Stress for Pre-Menopausal People
As if acne breakouts and loss of elasticity weren’t enough, stress can make you age quicker and even affect your reproductive cycle. “Stress disturbs the hormones of pre-menopausal people, and this can make us age faster,” Spenser says. “When people are under continuous stress, the brain may decide it is too dangerous to reproduce and stop ovulation. Successful ovulation is what produces normal levels of the hormone progesterone, and this hormone not only balances estrogen, it plumps our skin and thickens our hair.”
On a scientific level, stress contributes to fast aging inside the cell. “The ends of our twisted DNA strands contain little caps called telomeres—like you see on the ends of shoelaces to keep them from unraveling,” Spenser explains. “Stress shortens these caps, accelerating the aging process.
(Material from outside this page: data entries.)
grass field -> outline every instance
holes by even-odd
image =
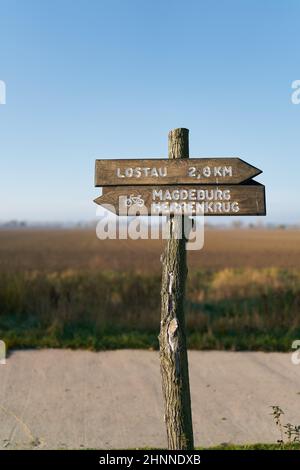
[[[95,230],[0,230],[0,271],[104,270],[160,274],[160,240],[98,240]],[[190,270],[299,268],[300,230],[205,231]]]
[[[300,450],[300,444],[298,442],[290,444],[226,444],[217,447],[210,447],[208,449],[199,448],[198,450]]]
[[[143,450],[143,449],[136,449]],[[153,449],[154,450],[154,449]],[[196,447],[195,450],[300,450],[300,443],[292,442],[287,444],[224,444],[215,447]]]
[[[0,231],[0,338],[9,347],[157,348],[160,241],[93,230]],[[189,253],[194,349],[287,351],[300,339],[300,231],[207,230]]]

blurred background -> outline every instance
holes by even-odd
[[[300,4],[0,0],[0,337],[157,348],[161,241],[98,240],[95,158],[239,156],[267,217],[213,218],[189,256],[195,349],[300,335]]]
In addition to this, the increased blood sugar results in sped-up sugar metabolism that kicks off many toxic by-products, including something called reactive oxygen species.”
Spenser offers an analogy for understanding reactive oxygen species. “They behave like a child whose lunch money has been stolen, and then steals the next child’s money, and so on, like a chain reaction of damage that continues to spread,” she says. “So it’s not just your skin and hair you see aging, it’s every cell in your body, and this can happen quickly, as in, over the course of one tough year like 2020.”
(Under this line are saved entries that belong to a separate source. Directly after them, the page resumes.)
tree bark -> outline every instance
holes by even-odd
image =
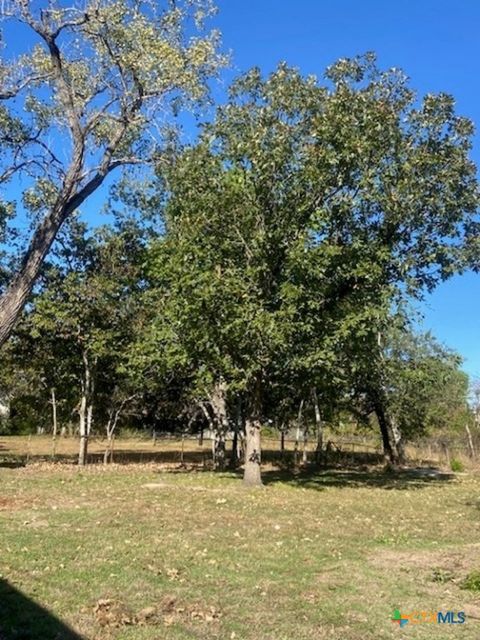
[[[210,406],[213,411],[213,427],[214,427],[214,468],[223,471],[225,469],[225,437],[228,432],[228,413],[227,413],[227,383],[220,378],[215,383],[211,397]]]
[[[302,465],[305,467],[308,464],[308,422],[305,420],[303,423],[303,451],[302,451]]]
[[[123,409],[126,407],[126,405],[132,400],[134,400],[136,397],[137,397],[137,394],[134,393],[128,398],[125,398],[124,400],[122,400],[122,402],[120,403],[120,406],[118,406],[117,409],[111,408],[108,413],[108,422],[107,422],[107,428],[106,428],[107,448],[105,449],[105,453],[103,455],[103,464],[107,464],[108,460],[110,460],[110,462],[113,462],[113,442],[115,440],[115,430],[117,428],[120,415]],[[154,434],[156,438],[156,431],[154,431]],[[155,445],[155,440],[154,440],[154,445]]]
[[[243,424],[243,412],[242,401],[237,399],[235,423],[233,427],[233,440],[232,440],[232,456],[230,458],[230,466],[235,469],[241,458],[240,453],[240,434],[244,432],[245,425]]]
[[[468,448],[470,450],[470,457],[471,458],[475,458],[476,457],[475,447],[473,446],[472,433],[470,431],[470,427],[468,426],[468,424],[465,425],[465,431],[467,432]]]
[[[299,462],[300,462],[300,452],[299,452],[299,448],[300,448],[300,429],[301,429],[301,424],[302,424],[302,419],[303,419],[303,405],[304,405],[304,400],[300,400],[300,404],[298,406],[298,415],[297,415],[297,428],[295,431],[295,446],[294,446],[294,451],[293,451],[293,463],[295,465],[295,467],[298,467]]]
[[[323,422],[322,414],[320,412],[320,405],[318,404],[318,395],[315,387],[312,389],[313,409],[315,412],[315,426],[317,429],[317,446],[315,449],[315,461],[320,464],[322,461],[323,453]]]
[[[57,431],[58,431],[58,424],[57,424],[57,399],[55,397],[55,387],[52,387],[51,390],[51,394],[52,394],[52,457],[55,458],[56,454],[57,454]]]
[[[392,425],[391,418],[385,409],[385,405],[378,398],[374,400],[374,410],[380,427],[380,433],[382,434],[383,453],[385,458],[392,465],[398,466],[404,462],[403,448],[399,446],[399,441],[397,442],[397,438],[394,433],[395,427]]]
[[[83,358],[83,379],[82,379],[82,397],[80,400],[79,413],[79,431],[80,431],[80,450],[78,452],[78,464],[83,467],[87,463],[88,438],[92,424],[92,372],[88,355],[84,352]]]
[[[245,466],[243,482],[249,487],[262,486],[261,391],[257,381],[245,421]]]
[[[87,396],[85,391],[82,393],[80,400],[80,408],[78,410],[80,417],[80,450],[78,452],[78,464],[83,467],[87,463],[88,451],[88,434],[87,434]]]
[[[103,464],[113,462],[113,439],[113,435],[107,436],[107,446],[105,447],[105,452],[103,454]]]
Stress disturbs the hormones of pre-menopausal women, and this can make us age faster.
Healing and Preparing For the Future
The first step in addressing the issue is tending to your skin. “We can heal the damage caused by stress by employing a minimalist skincare regimen that incorporates five essential functional elements: a gentle cleanser, moisturizer, antioxidant, retinoid, and a sunscreen,” Taylor says. “Collectively, these five key components combine to create an intentional and functional skincare routine to restore damaged skin and to maintain skin youthfulness.” Symbiome’s oils contain three of these five elements, moisturizer, antioxidant and natural retinoids.
Both experts agree that beyond a skincare routine, a holistic approach is necessary. “The key to managing this process is to prevent stress from happening and to turn it off when the danger has passed,” Spenser says. “Every one of us needs to have a daily habit to turn off the stress response and an in-the-moment practice to transform how we react to potentially stressful situations.” She offers meditation, yoga, breathing, tai chi, and prayer as examples of approaches for shifting how we react to and interpret the world around us.
“We also have to take responsibility to work on becoming aware of our thoughts and emotions, and what triggers us and causes us to feel stressed,” Spenser advises. “When I feel myself following my mind down a rabbit hole of emotions, or inventing scenarios that haven’t happened, I practice dropping my attention to my lower belly, acknowledging the emotion or thought, and saying, ‘I see you, I’m pleased you’re here. Thank you for communicating with me.’ And if I can, I try to sit with that attitude for a bit and just allow the feeling to be.”